It shouldn't be bad in small amounts. I just wouldn't make it a practice.


----------



## sammyd (Mar 11, 2007)

a pig is an omnivore and feeding it meat is far different than feeding meat to an herbivore like a cow.


----------



## Dry Bridge (Jul 7, 2010)

txplowgirl said:


> Out in west texas where I grew up it was known as a no no to feed meat to pigs because it made them mean as a snake. I do know they will go nuts and run over anyone and anything trying to get a snake.
> The feral hogs in Texas are known to attack people if they can get a hold of em. Another reason besides the overpopulation is there are reports of them eating peoples newborn calves, sheep, goats, chickens, you name it.


The following at least is an opinion of our predescesors...



The Hog; A Treatise On The Breeds said:


> Animal Substances. There cannot be a doubt but that these are highly fattening in their nature, and also that swine, being somewhat allied to the carnivors will greedily devour them; but the question is, Do they not tend to make the flesh strong and rank, to inflame the blood, to create in the animals a longing for more of such food, and thus lead them to destroy fowls, rabbits, ducks, and even the litters of their companions? Many will give blood, entrails, scraps of refuse meat, horse-flesh, and such like, to swine, but we should decidedly discourage such practices; the nearest approach to animal food we would admit should be pot-liquor, and dairy refuse. Animal food is bad for every kind of swine; and tends to make them savage and feverish, and often lays the foundation of serious inflamation of the intestines.


Now whether this holds any truth or not, I leave it to others more capable of offering their experience.

Paul B.


----------



## duckidaho (Dec 31, 2008)

I fed mine meat occasionally. If I had something freezer burned, I'd cook it and feed it to the pigs. Also cooked table scraps. We didn't feed them much of it. Our pigs taste great this year. The best pork I've ever had in my life.


----------



## CesumPec (May 20, 2011)

With dogs, I've been told you don't feed them chicken bones, Does it matter with pigs?


----------



## sammyd (Mar 11, 2007)

with dogs it is the cooked chicken bones that are an issue. Raw bones are not a problem. Our 3 pigs ate almost 100 chicken carcasses without a problem.


----------



## CesumPec (May 20, 2011)

thanks, that makes sense. I've never seen a wild pig ordering deboned chicken in a restaurant,


----------



## blaineiac (Jan 10, 2010)

I feed my dogs cooked chicken bones too. If I don't, the will tear up the trash and eat them anyways. And that makes for the dogs eating the bones and me cleaning up trash. I skip step 2 and just let them have them. As far as my hogs, I'll give the breeders any deer scraps, There's a lot of shoulder meat left. The dogs usually get the chickens though. I did see the pigs get one a few weeks ago, it must have gotten stepped on during the feeding frenzy. That was suprising because the birds eat with the pigs. I've seen them picking leftovers out of the pigs beards. Well, they do eat meat and I don't think it makes them "mean" or "chicken killers". Sometimes one is unlucky and gets turned into bacon, but they get along pretty well. Blaine


----------



## matt_man (Feb 11, 2006)

My mom is terrified of hogs. She had a friend growing up that lived on a dairy farm. They used to feed the dead calves to their pigs. One day the owner fell in the pig pen and they ate him.

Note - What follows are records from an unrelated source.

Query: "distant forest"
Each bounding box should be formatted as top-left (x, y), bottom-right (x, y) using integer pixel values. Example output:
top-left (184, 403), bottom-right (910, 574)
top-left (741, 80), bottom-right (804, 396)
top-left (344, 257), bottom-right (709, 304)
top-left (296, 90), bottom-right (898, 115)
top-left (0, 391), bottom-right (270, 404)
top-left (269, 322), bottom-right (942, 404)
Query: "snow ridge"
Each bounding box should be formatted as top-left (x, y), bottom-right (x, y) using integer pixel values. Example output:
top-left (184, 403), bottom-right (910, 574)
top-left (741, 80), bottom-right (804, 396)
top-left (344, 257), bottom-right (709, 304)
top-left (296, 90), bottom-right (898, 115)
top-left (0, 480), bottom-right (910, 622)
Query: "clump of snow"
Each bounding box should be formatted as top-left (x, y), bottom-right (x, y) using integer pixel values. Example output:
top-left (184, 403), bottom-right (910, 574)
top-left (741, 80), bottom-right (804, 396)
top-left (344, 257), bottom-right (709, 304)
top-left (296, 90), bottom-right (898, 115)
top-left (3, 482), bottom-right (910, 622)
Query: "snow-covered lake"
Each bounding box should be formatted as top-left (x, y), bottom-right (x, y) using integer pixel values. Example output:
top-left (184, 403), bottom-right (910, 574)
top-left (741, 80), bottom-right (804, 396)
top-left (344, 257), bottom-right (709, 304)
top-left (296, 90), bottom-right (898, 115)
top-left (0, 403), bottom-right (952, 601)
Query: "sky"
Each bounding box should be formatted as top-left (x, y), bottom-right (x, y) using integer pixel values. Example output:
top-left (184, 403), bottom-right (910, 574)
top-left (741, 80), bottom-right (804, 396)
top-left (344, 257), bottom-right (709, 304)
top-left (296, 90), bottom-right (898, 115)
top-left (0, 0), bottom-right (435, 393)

That being said, we feed our hogs table scraps - which sometimes include meat but never other pork. They have been known to snatch a chicken also if they get too close to the feed trough. We've never had a problem with them trying to go after us.


----------



## highlands (Jul 18, 2004)

sammyd said:


> with dogs it is the cooked chicken bones that are an issue. Raw bones are not a problem.


Sounds like a myth. Our dogs eat pork bones _and_ chicken bones raw, roasted, boiled, etc. We have had a lot of dogs for decades and all of them ate the bones. Never a problem.


----------



## CarolT (Mar 12, 2009)

A lot has to do if the dog is used to eating them from puppyhood on, I think. That said, I remember a dog at the vet's that pooped blood for over a week with hambone shards in it from the holiday hambone the owner's let him have. Seen them die from punctured intestines from porkchop and fried chicken bones. I tend not to let my dogs have bones anymore.

Some dogs may never have a problem, I can't afford the vet bill if mine decide to not be in that category. Each to his own.

To the OP, I feed my pigs everything but pork. Never had them become aggressive, so I see no reason not to keep on, they taste fine


----------



## Rogo (Jan 1, 2006)

My parents fed the cooked bones to the dogs after a meal and I always have. A vet once told me that he won't admit it openly due to folks going nuts, but he's always fed the cooked bones to his dogs after the humans have had their meal.

When dogs are free choice fed, they don't wolf down their feed or the bones. They eat slowly. Perhaps that's why some of us haven't had any problems. So whether from, poultry, cattle, swine, game, whatever, the dogs get the bones. Tonight it will be turkey and swine bones! I give the dogs a few bones each day, not all at once.


----------